If nothing else, it’ll make you hanker for another look at an enduring Canadian classic, The Sweet Hereafter (1997). Egoyan’s still-haunting meditation on grief and guilt is also streaming on Curzon, and in the wake of Ian Holm’s recent death, one hopes many are revisiting his career-best performance in it. Canada Now is good; Canada then wasn’t too shabby either.

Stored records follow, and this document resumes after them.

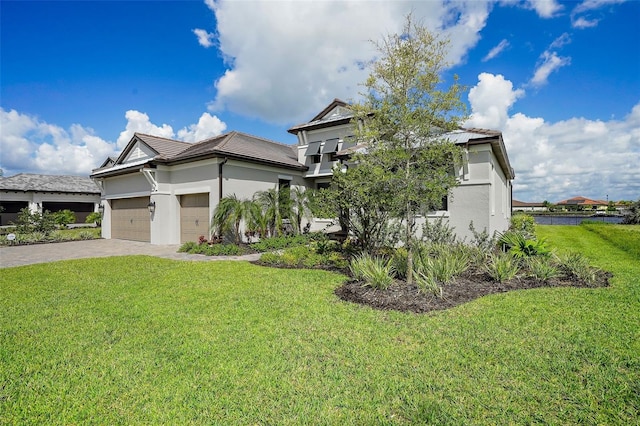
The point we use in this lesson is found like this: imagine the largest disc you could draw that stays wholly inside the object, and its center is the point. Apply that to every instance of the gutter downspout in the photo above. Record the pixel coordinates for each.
(220, 165)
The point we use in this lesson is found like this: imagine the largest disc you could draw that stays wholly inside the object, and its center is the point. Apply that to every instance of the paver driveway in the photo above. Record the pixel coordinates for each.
(42, 253)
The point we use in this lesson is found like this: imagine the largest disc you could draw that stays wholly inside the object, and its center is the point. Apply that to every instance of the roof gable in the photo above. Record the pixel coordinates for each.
(147, 147)
(29, 182)
(337, 112)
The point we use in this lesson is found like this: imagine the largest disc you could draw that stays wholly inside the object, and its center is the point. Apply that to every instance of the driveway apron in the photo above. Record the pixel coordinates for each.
(43, 253)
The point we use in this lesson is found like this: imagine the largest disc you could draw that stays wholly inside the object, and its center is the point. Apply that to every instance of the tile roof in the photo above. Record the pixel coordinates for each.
(516, 203)
(238, 144)
(48, 183)
(582, 201)
(166, 148)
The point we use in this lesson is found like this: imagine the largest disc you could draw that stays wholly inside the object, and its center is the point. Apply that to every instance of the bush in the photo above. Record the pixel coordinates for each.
(192, 247)
(520, 246)
(63, 218)
(95, 217)
(483, 240)
(282, 242)
(28, 222)
(400, 259)
(502, 267)
(438, 232)
(542, 268)
(304, 257)
(376, 272)
(524, 224)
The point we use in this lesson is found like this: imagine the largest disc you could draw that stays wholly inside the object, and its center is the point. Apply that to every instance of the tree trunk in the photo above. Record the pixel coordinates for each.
(409, 244)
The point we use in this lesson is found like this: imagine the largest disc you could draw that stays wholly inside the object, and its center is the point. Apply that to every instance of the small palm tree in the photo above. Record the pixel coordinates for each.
(270, 203)
(301, 208)
(229, 214)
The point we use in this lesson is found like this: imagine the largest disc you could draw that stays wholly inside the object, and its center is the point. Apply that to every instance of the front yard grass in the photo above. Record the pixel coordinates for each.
(133, 340)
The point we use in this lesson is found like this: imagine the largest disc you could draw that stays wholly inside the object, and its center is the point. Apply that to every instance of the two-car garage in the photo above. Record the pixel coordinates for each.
(131, 220)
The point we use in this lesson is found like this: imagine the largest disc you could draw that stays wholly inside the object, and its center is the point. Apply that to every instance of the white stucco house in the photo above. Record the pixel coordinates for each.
(40, 193)
(164, 191)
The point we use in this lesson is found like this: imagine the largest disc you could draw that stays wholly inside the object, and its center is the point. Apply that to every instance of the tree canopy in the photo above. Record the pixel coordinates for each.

Also new on streaming and DVD
Dark Waters
(Universal, 12)
Todd Haynes’s environmental thriller was unjustly sidelined in cinemas last year, and in awards season, but it’s exceptional: an atypical genre for the director that he makes his own with stormy visual beauty and a seething, weighty moral conscience.
True History of the Kelly Gang
(Picturehouse, 18)
Another darkly atmospheric stunner that got less than its due on release. Aussie auteur Justin Kurzel bounces back from the disaster of Assassin’s Creed with a thrillingly ripe, rowdy adaptation of Peter Carey’s Booker-winning novel.
Who You Think I Am
(Curzon Artificial Eye, 15)
Juliette Binoche as a divorcee catfishing her ex’s twentysomething roommate: Safy Nebbou’s unusual blend of stalker thriller and romantic comedy risks being terminally silly, but winds up surprising, sexy and warmly perceptive.
The Hunt
(Universal, 15)
Craig Zobel’s daft allegorical horror film about American “deplorables” being literally hunted by elites should go right into any 2020 time capsule. It’s not good, exactly, but it is luridly compelling, and superb star Betty Gilpin rises heroically above it.
Burden
(Signature, 15)
You can see why Andrew Heckler’s well-acted, well-intended film never made it to cinemas, despite winning a Sundance audience award two years ago. It treads carefully, but its story of a dim Ku Klux Klan member trying to reform himself is a risky one to tell.